Poetas

Poesía de Francia

Poemas de Saint-John Perse

Marie René Auguste Alexis Léger, más conocido bajo el enigmático seudónimo de Saint-John Perse, fue un poeta del exilio y la vastedad, un arquitecto del verbo que supo alzar su palabra por encima de fronteras y océanos. Nació el 31 de mayo de 1887 en la caribeña Guadalupe, tierra de luz y tormenta que impregnó su imaginario con la cadencia del viento y la inmensidad del mar. Pero si la isla le brindó su primer aliento poético, fue en Francia donde su destino se forjó entre leyes y versos.

El joven Léger fue arrancado de su Edén natal en 1899, cuando su familia, en plena convulsión política, emigró a Pau. Este desarraigo temprano marcó su obra con una nostalgia luminosa, la de quien ha visto la plenitud y la añora sin remedio. Entre sus estudios en Burdeos y su paso por los círculos literarios, conoció a figuras como Paul Claudel, Valery Larbaud y André Gide, quienes reconocieron en él a un creador de imágenes fulgurantes. Con apenas veinticuatro años, publicó Éloges (1911), un poemario inaugural que revelaba su asombrosa capacidad para la exaltación sensorial.

Más allá de las letras, el destino lo llevó a las filas de la diplomacia francesa. Desde 1914 hasta 1940, su vida se entrelazó con la geopolítica, recorriendo España, Alemania, Reino Unido y, sobre todo, China, donde sirvió como secretario de la embajada en Pekín. En el lejano Oriente, la presencia de Madame Dan Pao Tchao adornó los rumores sobre su vida privada, pero fue su encuentro con Paul Valéry lo que selló su destino literario: en 1924 vio la luz Anábasis, su poema épico y errante, donde la imagen del viajero resuena con una potencia indomable.

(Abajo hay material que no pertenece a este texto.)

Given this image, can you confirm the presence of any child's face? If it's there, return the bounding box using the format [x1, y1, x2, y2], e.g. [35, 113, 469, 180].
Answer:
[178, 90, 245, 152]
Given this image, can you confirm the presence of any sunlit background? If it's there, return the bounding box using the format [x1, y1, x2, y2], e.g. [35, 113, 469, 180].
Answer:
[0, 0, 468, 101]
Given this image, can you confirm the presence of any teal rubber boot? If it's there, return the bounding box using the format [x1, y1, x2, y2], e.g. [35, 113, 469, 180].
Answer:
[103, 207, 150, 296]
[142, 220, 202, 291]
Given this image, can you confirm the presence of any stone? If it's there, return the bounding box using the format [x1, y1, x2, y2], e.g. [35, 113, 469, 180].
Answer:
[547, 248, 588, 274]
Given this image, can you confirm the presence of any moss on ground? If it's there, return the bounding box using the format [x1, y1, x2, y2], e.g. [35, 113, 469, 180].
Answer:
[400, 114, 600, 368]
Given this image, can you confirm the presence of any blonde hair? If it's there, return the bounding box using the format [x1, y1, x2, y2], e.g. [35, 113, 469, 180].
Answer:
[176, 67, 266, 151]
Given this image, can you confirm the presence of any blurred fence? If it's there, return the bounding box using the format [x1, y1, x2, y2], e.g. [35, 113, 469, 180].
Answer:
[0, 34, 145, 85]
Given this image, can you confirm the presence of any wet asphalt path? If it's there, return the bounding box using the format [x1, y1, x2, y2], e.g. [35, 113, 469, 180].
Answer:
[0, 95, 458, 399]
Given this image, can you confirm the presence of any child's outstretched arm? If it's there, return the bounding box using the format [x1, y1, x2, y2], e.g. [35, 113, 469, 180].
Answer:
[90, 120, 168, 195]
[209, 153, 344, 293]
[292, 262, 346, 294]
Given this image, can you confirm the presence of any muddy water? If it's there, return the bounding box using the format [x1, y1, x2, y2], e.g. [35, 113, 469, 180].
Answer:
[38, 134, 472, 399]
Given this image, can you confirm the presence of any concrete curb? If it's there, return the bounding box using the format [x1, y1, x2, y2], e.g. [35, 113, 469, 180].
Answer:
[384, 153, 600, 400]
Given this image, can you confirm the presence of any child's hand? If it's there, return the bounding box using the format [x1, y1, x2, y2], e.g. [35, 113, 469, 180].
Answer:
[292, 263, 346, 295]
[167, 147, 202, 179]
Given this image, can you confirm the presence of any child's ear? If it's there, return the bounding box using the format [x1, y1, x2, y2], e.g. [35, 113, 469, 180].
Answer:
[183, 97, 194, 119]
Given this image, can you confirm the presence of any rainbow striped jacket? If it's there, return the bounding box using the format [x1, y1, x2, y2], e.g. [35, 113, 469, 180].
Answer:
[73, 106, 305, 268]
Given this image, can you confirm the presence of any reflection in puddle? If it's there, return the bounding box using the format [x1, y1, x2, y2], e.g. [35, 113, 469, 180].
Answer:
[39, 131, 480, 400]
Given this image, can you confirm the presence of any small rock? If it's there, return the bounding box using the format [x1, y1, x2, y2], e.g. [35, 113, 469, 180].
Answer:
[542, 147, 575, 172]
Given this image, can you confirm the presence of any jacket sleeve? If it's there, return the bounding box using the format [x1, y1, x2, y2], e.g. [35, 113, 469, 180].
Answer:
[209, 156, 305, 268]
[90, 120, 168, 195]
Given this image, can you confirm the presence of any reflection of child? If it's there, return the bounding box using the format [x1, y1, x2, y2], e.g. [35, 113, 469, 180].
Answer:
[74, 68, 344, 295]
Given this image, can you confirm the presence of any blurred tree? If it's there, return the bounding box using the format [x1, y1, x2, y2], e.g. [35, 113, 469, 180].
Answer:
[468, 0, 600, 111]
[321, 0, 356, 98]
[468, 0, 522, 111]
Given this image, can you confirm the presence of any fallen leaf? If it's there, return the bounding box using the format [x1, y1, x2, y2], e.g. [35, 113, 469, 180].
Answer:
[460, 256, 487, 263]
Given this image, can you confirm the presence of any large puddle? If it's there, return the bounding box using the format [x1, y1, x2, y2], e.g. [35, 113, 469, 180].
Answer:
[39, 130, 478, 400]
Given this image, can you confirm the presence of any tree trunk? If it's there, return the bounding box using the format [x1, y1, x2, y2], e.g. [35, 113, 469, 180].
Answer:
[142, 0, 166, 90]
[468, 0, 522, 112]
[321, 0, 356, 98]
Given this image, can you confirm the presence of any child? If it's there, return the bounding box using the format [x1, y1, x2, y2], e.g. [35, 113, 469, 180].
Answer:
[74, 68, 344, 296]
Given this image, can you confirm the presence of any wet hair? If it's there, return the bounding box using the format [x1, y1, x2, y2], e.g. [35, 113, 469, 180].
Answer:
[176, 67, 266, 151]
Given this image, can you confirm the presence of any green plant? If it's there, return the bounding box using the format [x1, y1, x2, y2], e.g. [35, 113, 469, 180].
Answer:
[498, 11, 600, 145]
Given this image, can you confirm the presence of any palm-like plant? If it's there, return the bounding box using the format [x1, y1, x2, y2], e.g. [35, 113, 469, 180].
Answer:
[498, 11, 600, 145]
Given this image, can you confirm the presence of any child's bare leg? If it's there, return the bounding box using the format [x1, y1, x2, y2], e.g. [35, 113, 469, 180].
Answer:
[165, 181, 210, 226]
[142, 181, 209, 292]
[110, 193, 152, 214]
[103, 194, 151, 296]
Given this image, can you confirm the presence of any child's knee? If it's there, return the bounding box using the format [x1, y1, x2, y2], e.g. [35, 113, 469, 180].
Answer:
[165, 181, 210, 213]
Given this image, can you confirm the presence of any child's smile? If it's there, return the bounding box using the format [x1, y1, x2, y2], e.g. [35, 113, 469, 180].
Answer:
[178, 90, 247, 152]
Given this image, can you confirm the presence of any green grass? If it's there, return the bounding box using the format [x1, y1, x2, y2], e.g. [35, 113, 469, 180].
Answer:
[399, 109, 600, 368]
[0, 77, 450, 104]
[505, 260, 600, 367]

Desde su puesto como secretario general del Ministerio de Asuntos Exteriores, fue testigo y protagonista de las tensiones previas a la Segunda Guerra Mundial. Enemigo declarado del nazismo, fue destituido en 1940 y privado de la nacionalidad francesa por el régimen de Vichy. Expulsado de su país, encontró refugio en Washington D. C., donde el exilio se convirtió en su patria definitiva. Fue en tierras americanas donde su voz se elevó con una renovada intensidad: Exilio (1942), Lluvias (1943), Nieves (1944), Vientos (1946), cada poema un eco de su errancia, cada verso una cartografía del espíritu.

El reconocimiento no tardó en llegar. En 1960, Saint-John Perse recibió el Premio Nobel de Literatura, un galardón que consagró su singularidad dentro de la poesía universal. Su discurso de aceptación, un modelo de elocuencia y fervor, selló su legado como uno de los grandes exploradores del lenguaje. Aún en los últimos años, su voz no se apagó: Crónica (1960), Pájaros (1963), Canto por un equinoccio (1971) fueron nuevas odiseas verbales, signos de un espíritu inextinguible.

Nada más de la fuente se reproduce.